The current study involves implementing a flood forecasting framework that allows connecting hydrological and hydraulic models in one platform using both rain gauge and weather radar QPEs derived from U.S. and Canadian weather radar to assess the benefit of radar QPEs in flood forecasting. First, the impact of radar–gauge merging on radar QPE accuracy and reliability, and eventually, streamflow simulations were examined. Then, the use of radar QPEs to improve hydrological model parameters’ calibration was tested by integrating weather radar QPEs to event-based hydrological models focusing on flood forecasting. An intercomparison of rain gauge and radar QPE performance for hydrological modeling in an urban watershed was performed to assess the effects of various precipitation forcing on streamflow simulation accuracy.

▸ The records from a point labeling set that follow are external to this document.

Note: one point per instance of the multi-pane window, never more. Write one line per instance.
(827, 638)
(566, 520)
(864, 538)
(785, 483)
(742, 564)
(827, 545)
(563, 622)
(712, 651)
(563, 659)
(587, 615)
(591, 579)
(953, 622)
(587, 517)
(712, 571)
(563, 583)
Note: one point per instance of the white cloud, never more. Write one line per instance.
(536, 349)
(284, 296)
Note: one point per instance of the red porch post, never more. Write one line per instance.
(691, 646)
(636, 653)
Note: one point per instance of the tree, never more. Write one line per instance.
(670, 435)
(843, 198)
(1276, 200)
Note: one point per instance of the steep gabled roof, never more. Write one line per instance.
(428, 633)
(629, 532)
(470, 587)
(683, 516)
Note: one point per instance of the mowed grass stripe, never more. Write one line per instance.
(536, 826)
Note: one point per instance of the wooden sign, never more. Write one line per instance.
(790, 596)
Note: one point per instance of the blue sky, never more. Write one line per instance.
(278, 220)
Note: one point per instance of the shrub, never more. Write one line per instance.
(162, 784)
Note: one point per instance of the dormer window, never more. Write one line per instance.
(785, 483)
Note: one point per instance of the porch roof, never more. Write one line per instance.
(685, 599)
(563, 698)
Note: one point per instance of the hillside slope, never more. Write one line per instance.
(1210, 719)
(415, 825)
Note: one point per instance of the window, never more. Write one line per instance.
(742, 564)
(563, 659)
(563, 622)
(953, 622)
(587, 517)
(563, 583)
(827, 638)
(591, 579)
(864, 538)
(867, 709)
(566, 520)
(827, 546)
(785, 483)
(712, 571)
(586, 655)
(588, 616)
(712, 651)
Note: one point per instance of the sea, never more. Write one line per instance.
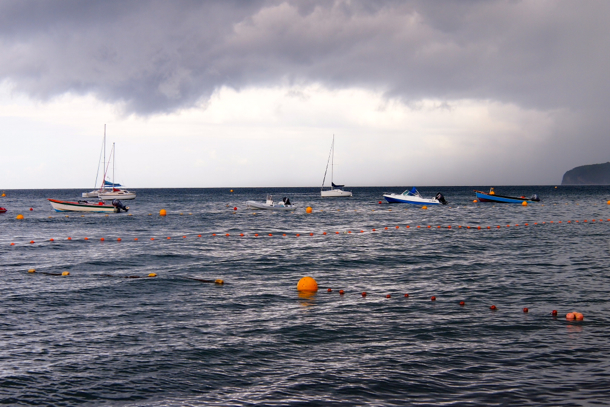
(139, 319)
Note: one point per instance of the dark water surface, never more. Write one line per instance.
(95, 337)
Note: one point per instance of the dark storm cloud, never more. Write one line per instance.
(158, 56)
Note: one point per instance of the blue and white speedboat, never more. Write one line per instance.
(413, 197)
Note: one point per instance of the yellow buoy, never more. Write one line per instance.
(307, 284)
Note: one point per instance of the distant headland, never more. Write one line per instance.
(593, 174)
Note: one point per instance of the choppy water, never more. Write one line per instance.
(96, 337)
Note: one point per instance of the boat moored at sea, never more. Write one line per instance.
(85, 206)
(269, 204)
(413, 197)
(492, 197)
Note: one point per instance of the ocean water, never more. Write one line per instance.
(101, 336)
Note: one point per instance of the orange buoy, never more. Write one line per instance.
(307, 284)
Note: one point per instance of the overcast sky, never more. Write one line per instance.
(249, 93)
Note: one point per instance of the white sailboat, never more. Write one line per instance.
(114, 192)
(335, 191)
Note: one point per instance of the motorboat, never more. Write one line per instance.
(269, 204)
(413, 197)
(492, 197)
(86, 206)
(335, 190)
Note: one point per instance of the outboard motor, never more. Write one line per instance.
(439, 197)
(119, 205)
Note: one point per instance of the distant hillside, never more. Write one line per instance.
(594, 174)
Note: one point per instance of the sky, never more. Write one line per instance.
(250, 93)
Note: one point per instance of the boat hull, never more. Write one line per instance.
(274, 207)
(335, 193)
(123, 194)
(68, 206)
(484, 197)
(413, 200)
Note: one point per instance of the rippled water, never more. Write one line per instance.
(97, 337)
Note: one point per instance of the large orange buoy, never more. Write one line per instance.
(307, 284)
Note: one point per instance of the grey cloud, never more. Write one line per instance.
(158, 56)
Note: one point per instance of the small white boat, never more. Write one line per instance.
(85, 206)
(335, 191)
(283, 205)
(413, 197)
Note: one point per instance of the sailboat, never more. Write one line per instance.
(335, 190)
(113, 192)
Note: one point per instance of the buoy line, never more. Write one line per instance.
(354, 231)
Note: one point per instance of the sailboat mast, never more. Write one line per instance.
(332, 165)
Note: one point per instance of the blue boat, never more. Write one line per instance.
(492, 197)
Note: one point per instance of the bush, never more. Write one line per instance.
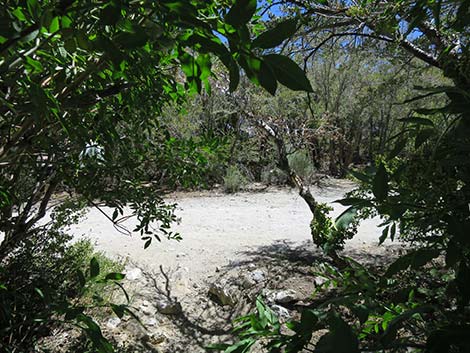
(47, 280)
(234, 180)
(302, 165)
(273, 176)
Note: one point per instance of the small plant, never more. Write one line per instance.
(302, 165)
(234, 180)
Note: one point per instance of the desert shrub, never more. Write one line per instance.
(302, 165)
(234, 180)
(47, 279)
(273, 176)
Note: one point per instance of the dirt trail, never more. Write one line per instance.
(234, 247)
(220, 230)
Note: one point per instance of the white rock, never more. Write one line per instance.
(151, 322)
(134, 274)
(257, 276)
(113, 322)
(281, 312)
(168, 307)
(286, 296)
(222, 293)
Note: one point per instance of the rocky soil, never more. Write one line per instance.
(234, 248)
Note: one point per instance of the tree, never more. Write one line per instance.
(421, 301)
(82, 84)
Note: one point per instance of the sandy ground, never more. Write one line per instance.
(220, 230)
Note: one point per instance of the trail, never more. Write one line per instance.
(221, 229)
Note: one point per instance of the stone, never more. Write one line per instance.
(134, 274)
(257, 276)
(168, 307)
(222, 293)
(319, 281)
(154, 338)
(282, 313)
(286, 296)
(247, 282)
(151, 322)
(113, 322)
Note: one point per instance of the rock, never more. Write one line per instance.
(282, 313)
(113, 322)
(154, 338)
(134, 274)
(222, 293)
(257, 276)
(151, 322)
(146, 310)
(286, 296)
(168, 307)
(319, 281)
(247, 282)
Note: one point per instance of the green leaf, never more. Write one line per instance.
(133, 40)
(354, 201)
(54, 26)
(399, 146)
(340, 339)
(423, 136)
(115, 276)
(417, 121)
(361, 311)
(267, 79)
(81, 278)
(94, 267)
(384, 235)
(346, 218)
(277, 35)
(119, 310)
(110, 15)
(288, 72)
(366, 178)
(234, 72)
(391, 331)
(380, 183)
(414, 259)
(241, 12)
(18, 13)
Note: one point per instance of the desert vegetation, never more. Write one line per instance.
(113, 105)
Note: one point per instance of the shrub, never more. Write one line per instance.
(47, 280)
(273, 176)
(234, 180)
(302, 165)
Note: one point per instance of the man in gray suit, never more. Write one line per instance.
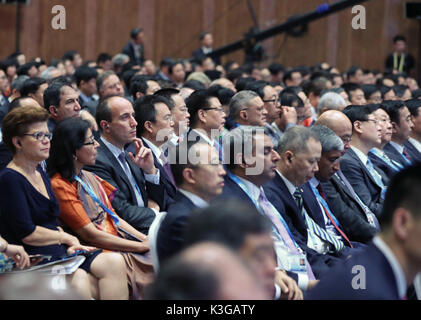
(139, 193)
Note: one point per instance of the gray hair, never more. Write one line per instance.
(330, 101)
(18, 82)
(329, 140)
(46, 74)
(239, 140)
(295, 140)
(241, 100)
(119, 59)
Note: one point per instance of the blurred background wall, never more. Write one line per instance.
(172, 29)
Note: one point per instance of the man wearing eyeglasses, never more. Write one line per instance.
(356, 218)
(368, 181)
(207, 118)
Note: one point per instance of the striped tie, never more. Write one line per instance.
(314, 227)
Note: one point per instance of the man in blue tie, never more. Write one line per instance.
(155, 127)
(251, 161)
(139, 193)
(392, 260)
(365, 178)
(402, 127)
(207, 118)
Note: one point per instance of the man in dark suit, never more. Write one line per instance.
(356, 218)
(200, 54)
(390, 263)
(135, 47)
(197, 185)
(365, 178)
(139, 194)
(155, 127)
(413, 145)
(86, 82)
(402, 127)
(207, 118)
(251, 161)
(350, 219)
(300, 150)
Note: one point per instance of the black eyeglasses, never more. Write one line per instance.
(91, 142)
(40, 136)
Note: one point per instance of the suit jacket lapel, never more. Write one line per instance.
(353, 155)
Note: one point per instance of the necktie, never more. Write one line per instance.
(122, 158)
(314, 227)
(406, 156)
(326, 211)
(167, 168)
(275, 217)
(371, 217)
(377, 177)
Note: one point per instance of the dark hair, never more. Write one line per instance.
(139, 83)
(85, 73)
(17, 121)
(242, 82)
(400, 90)
(135, 32)
(369, 89)
(360, 113)
(179, 279)
(210, 224)
(24, 69)
(145, 110)
(52, 94)
(70, 55)
(168, 93)
(392, 108)
(403, 192)
(258, 87)
(103, 111)
(196, 101)
(182, 161)
(275, 68)
(398, 37)
(413, 106)
(103, 57)
(352, 71)
(194, 84)
(31, 85)
(68, 136)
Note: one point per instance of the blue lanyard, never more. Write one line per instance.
(391, 163)
(88, 190)
(324, 203)
(246, 191)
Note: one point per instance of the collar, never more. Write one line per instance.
(156, 150)
(252, 188)
(397, 146)
(290, 186)
(197, 201)
(114, 150)
(379, 151)
(415, 143)
(314, 182)
(394, 263)
(205, 137)
(360, 155)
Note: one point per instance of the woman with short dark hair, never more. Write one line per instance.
(29, 208)
(85, 201)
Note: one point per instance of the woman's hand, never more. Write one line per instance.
(19, 255)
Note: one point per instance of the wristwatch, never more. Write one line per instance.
(3, 246)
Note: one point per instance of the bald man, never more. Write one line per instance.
(206, 271)
(356, 218)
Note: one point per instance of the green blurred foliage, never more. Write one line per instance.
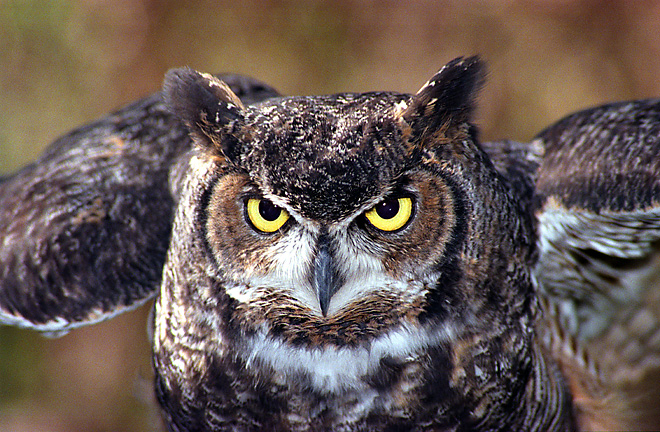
(63, 63)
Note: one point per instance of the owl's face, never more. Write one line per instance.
(317, 244)
(340, 222)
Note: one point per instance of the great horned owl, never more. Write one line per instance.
(354, 262)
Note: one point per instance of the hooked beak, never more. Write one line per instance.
(326, 281)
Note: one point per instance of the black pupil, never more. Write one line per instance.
(388, 209)
(269, 211)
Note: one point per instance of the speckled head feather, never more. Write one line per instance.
(354, 262)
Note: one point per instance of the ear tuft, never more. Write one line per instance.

Hydrological and hydraulic models were integrated within one framework to generate flood inundation maps to examine the impact of radar QPEs on flood forecasting potential in an urban setting.

2. Study area

The Mimico Creek watershed used in this study (Fig. 1) is a part of the Great Lakes basin and lies between the Humber River and Etobicoke Creek watersheds (TRCA 2020c). It is currently managed by the Toronto and Region Conservation Authority (TRCA). The Mimico Creek starts at Brampton and flows through Mississauga and Toronto in the Greater Toronto Area (GTA) of Ontario, Canada (Natural Resources Canada 2016). It flows about 33 km through urban neighborhoods and discharges into Lake Ontario. More than 60% of the creek is artificially channelized, leading to rapid urban stormwater runoff, sometimes resulting in flooding (TRCA 2020c). The watershed covers 77 km2 and is home to over 100 000 people (TRCA 2020a). It is heavily urbanized, with approximately 90% urban area and 10% natural cover (Fig. 1) (Ontario GeoHub 2020). Predominant soil types are poorly drained clays and clay loams (TRCA 2009). The combination of impervious urban areas with poorly drained clay soil makes the watershed particularly susceptible to flooding. Further details on the Mimico Creek watershed can be found on the TRCA Watershed Features Etobicoke and Mimico website (TRCA 2020a). The watershed has excellent coverage from both Canadian King City (WKR) C-band radar and U.S. Buffalo, New York, (KBUF) Next Generation Weather Radar (NEXRAD) S-band radar (Fig. 1).

Fig. 1.
Fig. 1.

Mimico Creek watershed in GTA, and coverages of the Canadian WKR and U.S. KBUF NEXRAD sites.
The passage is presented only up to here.